А разве нет? 11 августа 1944-го Жиль Жербуа стал палачом Креветки. Анжу было тогда десять лет. Они жили с ней вдвоем, и можно легко представить себе животную привязанность, которую испытывали друг к другу эти обездоленные. Ребенок, судя по всему, стоял в первых рядах зрителей, когда Жербуа со своими мужиками брили Креветку, раздевали и гнали на могилу партизана. Через тридцать лет, 11 августа, Жербуа и Креве вместе погибают в катастрофе. Внезапно я вспомнил Каполини: "памятная дата" - слово, священное для каждого пиротехника. Я не заметил, чтобы жители Монтё отмечали 11 августа День освобождения. Разве что один из них. Выходит, редкая птичка - малыш Креве!

Мне понадобилось четыре дня, чтобы отыскать кого-нибудь, кто мог бы о нем рассказать. И наконец нашел - сестру Жиля, Адель Жербуа, старую деву, портниху. Я не сразу обнаружил ее жилище на извилистой улочке, которая карабкалась вверх вдоль горбатых домишек, окруженных крошечными садиками. То, что она поведала об отношениях Жиля и Анжа, совершенно не соответствовало рассказам вдовы Жиля, Адриенны. К тому же портниха, видимо, ни в грош не ставила невестку.

- Славная девка, не вредная, но глуповатая и почти неграмотная.

Я тут же заметил, что стены небольшой гостиной, где она меня принимала, были все в книжных полках.

- Брат, конечно, молодец, что женился. Из-за детей. Но если бы не она, он бы добился большего.

Она постоянно чего-то недоговаривала. Однако ее прорвало, когда я рискнул произнести имя Анжа.

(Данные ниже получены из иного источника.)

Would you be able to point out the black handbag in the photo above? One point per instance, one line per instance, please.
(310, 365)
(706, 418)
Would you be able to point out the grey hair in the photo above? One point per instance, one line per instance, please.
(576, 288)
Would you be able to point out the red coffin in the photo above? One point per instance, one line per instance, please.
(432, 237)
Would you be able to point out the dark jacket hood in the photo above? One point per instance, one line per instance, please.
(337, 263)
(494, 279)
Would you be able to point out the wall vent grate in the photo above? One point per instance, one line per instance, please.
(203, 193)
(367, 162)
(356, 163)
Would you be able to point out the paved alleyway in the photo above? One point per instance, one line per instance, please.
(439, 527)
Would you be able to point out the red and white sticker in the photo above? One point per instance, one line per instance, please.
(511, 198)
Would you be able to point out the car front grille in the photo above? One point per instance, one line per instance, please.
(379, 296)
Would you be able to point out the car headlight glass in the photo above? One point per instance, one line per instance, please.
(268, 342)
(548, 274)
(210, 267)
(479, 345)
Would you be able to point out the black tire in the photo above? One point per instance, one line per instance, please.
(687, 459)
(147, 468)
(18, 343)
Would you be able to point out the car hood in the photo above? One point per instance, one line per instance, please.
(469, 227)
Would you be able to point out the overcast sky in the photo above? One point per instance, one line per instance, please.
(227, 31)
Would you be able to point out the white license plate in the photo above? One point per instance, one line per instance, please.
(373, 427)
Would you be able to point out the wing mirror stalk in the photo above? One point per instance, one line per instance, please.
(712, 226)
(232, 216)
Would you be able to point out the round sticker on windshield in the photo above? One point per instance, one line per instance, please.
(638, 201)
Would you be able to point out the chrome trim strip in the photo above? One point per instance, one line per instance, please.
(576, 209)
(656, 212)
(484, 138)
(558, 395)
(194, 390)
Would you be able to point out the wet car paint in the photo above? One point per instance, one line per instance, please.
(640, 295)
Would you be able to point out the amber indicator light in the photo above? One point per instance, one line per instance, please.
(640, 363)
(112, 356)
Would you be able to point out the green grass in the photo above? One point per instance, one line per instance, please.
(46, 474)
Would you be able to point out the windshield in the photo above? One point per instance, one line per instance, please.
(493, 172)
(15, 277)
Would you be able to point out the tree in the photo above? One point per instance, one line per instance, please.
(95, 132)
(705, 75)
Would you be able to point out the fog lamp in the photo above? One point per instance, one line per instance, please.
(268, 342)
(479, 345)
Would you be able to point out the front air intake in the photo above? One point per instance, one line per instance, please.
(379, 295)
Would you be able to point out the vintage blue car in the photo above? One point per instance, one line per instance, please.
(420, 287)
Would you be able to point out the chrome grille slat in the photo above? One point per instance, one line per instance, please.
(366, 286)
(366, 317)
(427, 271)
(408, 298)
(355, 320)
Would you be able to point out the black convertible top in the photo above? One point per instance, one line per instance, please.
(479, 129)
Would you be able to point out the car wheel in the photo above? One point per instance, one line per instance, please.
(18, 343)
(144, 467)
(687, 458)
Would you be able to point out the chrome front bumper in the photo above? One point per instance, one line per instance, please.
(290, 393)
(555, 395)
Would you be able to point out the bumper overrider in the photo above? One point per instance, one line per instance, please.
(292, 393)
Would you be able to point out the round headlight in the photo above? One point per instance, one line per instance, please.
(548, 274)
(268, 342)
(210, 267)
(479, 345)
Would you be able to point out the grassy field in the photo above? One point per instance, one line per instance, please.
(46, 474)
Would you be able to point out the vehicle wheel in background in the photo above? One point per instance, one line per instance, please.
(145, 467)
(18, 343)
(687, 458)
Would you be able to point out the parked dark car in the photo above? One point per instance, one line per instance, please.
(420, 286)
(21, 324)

- О мертвых плохо не говорят, но малыш Креве меня все время тревожил. Невозможно было понять, что у него на уме, вечно ходил мрачный, и все молчком, неуравновешенный, непредсказуемый. Никогда не видела, чтобы он смеялся. Настоящий дикарь.

- У него были друзья?

- Друзья? Нет, по-моему, никого. Кроме моего брата, увы! Знаете, такое ощущение, что Анж его преследовал. Сколько раз умудрялся наниматься туда, где работал брат! Жиль его, как гирю, за собой волочил. Однажды я его спросила, не боится ли он этого чудака. А он мне как-то странно ответил: "Лучше, чтобы он был рядом. По крайней мере буду знать, что он замышляет". И видите, чем все кончилось.

- А женщины?

- Женщины? Надо было быть полной идиоткой, чтобы жить с ним! Нет, не имелось. Естественно, кроме матери. Тут надо отдать ему должное! Он ее просто боготворил. Я вместе с церковным сторожем слежу на кладбище за заброшенными могилами и скажу вам, что он регулярно приносил туда цветы. У него был свой распорядок. И страсть к датам. Никто точно не знал, к чему они приурочены. День рождения матери, именины, может, день смерти. А остальные - непонятно. Но в определенные дни можно было сказать наверняка, что Креве придет на кладбище.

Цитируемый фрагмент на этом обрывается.